Ice Sugar passed over the info on cnhacker.com to Netboy, who said he also posted a hacked page on the site.

2) Second target, an81.cn (The Dark Hacker Group):

Netboy was able to gain access to this website because they were using Dvbbs8.1. He was thankful that it was not 8.2, because then he would not have been able to gain access to the backstage shell. Using Thunder (unclear) he was able to discover the site admin’s password, 6423987, after making several manual guesses. He also used an ASP trojan during the process but I couldn’t begin to tell you what he was talking about; didn’t understand much of the technical jargon.

3) Third target, www.163???.com (Hacker)

Netboy really liked the design of this website and consider it difficult to break but still managed. Once again, he takes you through his very methodical system of cracking the website and I wish I was able to translate it but can’t. Some of you people who are more on the tech side might be able to gather what he did even better than me by the screen shots.

For whatever reason, he decided to hide the target’s URL but it only took about a minute to find the site, www.163xjs.com.  Wasn’t able to access the site due to a “directory listing denied” message.

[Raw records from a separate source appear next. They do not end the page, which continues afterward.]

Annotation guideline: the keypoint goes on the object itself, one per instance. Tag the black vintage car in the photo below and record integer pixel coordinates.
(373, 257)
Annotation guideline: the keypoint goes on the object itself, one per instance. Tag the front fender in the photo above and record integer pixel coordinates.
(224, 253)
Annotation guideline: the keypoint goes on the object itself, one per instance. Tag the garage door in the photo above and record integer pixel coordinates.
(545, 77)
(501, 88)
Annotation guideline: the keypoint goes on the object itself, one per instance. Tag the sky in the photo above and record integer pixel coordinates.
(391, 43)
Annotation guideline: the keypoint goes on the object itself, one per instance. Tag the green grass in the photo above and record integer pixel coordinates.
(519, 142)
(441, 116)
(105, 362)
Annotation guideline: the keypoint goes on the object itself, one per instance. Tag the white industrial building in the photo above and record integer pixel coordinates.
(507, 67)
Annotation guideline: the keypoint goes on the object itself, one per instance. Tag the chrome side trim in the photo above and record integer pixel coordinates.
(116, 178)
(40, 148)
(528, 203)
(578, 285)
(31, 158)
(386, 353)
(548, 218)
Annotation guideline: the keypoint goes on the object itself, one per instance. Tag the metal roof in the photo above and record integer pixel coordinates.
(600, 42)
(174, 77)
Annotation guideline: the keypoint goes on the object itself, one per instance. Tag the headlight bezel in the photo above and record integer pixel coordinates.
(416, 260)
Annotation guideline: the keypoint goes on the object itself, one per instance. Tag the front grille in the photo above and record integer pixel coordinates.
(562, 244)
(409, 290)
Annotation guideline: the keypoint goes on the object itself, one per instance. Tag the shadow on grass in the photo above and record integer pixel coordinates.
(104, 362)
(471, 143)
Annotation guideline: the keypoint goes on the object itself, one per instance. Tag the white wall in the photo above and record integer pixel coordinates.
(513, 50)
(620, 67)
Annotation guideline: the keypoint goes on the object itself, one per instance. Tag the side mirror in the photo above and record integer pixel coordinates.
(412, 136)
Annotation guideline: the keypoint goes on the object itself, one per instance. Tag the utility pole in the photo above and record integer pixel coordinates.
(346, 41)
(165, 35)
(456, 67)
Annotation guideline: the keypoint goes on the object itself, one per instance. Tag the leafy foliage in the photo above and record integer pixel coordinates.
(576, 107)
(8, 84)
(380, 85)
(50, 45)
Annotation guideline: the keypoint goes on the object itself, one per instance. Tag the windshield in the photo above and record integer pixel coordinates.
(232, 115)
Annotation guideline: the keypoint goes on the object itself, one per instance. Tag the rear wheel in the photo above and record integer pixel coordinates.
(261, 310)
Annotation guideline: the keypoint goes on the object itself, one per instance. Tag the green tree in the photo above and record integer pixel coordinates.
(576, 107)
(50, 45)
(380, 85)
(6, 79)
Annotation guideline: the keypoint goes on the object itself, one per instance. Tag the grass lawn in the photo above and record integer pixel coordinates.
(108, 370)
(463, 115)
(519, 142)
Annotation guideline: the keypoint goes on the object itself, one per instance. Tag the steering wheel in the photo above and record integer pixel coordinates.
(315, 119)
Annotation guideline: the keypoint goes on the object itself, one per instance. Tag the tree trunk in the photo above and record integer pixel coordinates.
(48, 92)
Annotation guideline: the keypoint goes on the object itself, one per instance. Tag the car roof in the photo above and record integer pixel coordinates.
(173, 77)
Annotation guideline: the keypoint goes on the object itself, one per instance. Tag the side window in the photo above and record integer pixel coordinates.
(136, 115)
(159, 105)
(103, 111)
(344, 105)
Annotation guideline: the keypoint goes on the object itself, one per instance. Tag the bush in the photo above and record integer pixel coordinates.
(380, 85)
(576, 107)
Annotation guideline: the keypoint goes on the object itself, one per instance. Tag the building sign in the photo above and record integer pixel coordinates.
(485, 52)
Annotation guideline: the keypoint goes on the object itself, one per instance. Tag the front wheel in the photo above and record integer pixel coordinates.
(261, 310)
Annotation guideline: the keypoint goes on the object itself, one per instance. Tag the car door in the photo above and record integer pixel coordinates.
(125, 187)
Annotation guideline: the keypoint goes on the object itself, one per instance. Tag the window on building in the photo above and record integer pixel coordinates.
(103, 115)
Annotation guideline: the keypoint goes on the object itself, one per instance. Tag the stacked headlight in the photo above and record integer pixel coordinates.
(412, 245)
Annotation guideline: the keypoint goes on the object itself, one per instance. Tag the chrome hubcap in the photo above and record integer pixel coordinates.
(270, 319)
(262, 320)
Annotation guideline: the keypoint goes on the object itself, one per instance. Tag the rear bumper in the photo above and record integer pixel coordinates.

However, Google’s cache was not so particular about who peeked:

Even though the imagery is absent, it is clearly the same website.

4) Fourth target, hacker98.cn

Lot of stuff on this hack too but I’m getting bored and you get the point. He hacks other Chinese hacker websites.

Conclusion: At the end of each of these attacks, Netboy posts an invitation for other skilled people to join his group. So, this all may be just to gain recruits by proving he is better than the other groups out there.